Nine cards. Click any card to reveal the answer. Use the Print flashcards button to lay out the full set as one card per page, ready to print or save as a PDF for offline review.

Q. What is the cost landscape?

The cost function pictured as terrain: every setting of the weights and biases is a point, and its cost is the height there. High cost is high ground; the lowest valley is the best setting. It is a way of seeing C(w, b), not something stored.

Q. How do you reason about a 13,000-dimensional landscape?

Do not try to picture it. Build intuition on a 2-knob surface (drawable in 3D) and trust that slopes, downhill, and valleys carry over to high dimensions as exact math. The picture is a crutch; the math works regardless.

Q. What is the gradient of the cost?

The direction (a vector) ∇C pointing the way cost increases fastest, the steepest uphill. It is assembled from every knob’s individual slope. In one dimension it is just a single signed slope.

Q. Why step along the negative gradient?

Because we want cost to drop. The negative gradient -∇C is the gradient turned around to point steepest downhill, so a step that way lowers cost faster than any other step.

Q. For C(w) = w², what is the slope at a point w?
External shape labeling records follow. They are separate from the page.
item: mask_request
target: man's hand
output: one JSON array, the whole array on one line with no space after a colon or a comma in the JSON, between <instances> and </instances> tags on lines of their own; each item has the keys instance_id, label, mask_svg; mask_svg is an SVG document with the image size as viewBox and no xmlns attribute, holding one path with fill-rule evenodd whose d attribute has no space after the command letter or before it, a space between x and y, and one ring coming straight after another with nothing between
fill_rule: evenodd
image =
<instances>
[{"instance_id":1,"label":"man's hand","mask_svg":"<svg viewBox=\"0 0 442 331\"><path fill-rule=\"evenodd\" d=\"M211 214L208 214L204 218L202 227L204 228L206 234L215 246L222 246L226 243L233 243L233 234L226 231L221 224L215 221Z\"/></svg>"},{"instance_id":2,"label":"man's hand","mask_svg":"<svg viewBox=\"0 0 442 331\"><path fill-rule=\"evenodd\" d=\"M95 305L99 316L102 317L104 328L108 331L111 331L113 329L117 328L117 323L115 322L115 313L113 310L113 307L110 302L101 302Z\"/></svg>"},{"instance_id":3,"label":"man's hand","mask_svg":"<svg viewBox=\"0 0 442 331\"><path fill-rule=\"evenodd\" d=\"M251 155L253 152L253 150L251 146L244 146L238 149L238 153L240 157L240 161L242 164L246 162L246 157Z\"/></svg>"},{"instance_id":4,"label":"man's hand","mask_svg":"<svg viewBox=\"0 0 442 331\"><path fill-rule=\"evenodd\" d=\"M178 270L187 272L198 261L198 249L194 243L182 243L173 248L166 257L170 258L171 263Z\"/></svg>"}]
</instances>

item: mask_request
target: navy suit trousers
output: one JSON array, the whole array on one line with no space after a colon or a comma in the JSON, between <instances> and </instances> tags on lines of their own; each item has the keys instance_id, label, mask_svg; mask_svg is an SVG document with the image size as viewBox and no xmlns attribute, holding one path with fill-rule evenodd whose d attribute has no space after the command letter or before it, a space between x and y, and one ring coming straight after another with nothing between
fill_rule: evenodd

The slope is 2w. At w = 3 it is 6 (uphill to the right); at w = -4 it is -8 (downhill to the right). Stepping against the slope, toward 0, lowers the cost.

Q. For C(w1,w2)=w1²+w2² at (3,4), what is the gradient?

Each component is that knob’s slope: [2·3, 2·4] = [6, 8], pointing away from the bottom. The negative gradient [-6, -8] points back toward the origin, and the cost there is 9 + 16 = 25.

Q. Local minimum versus global minimum?

A local minimum is a valley bottom where every nearby step goes uphill. The global minimum is the deepest valley anywhere. Downhill walking only guarantees reaching a local minimum, not the global one.

Q. Why can downhill-only training miss the best solution?

Because it can never climb out of the valley it is in, and leaving a valley requires going uphill first. So it settles at a local minimum that may be shallower than the deepest valley elsewhere.

Q. Why is training iterative rather than one calculation?

Reaching a valley means taking many small downhill steps, repeatedly reading the local downhill direction and stepping. “Converged” means the walk reached a valley floor where steps stop lowering cost much.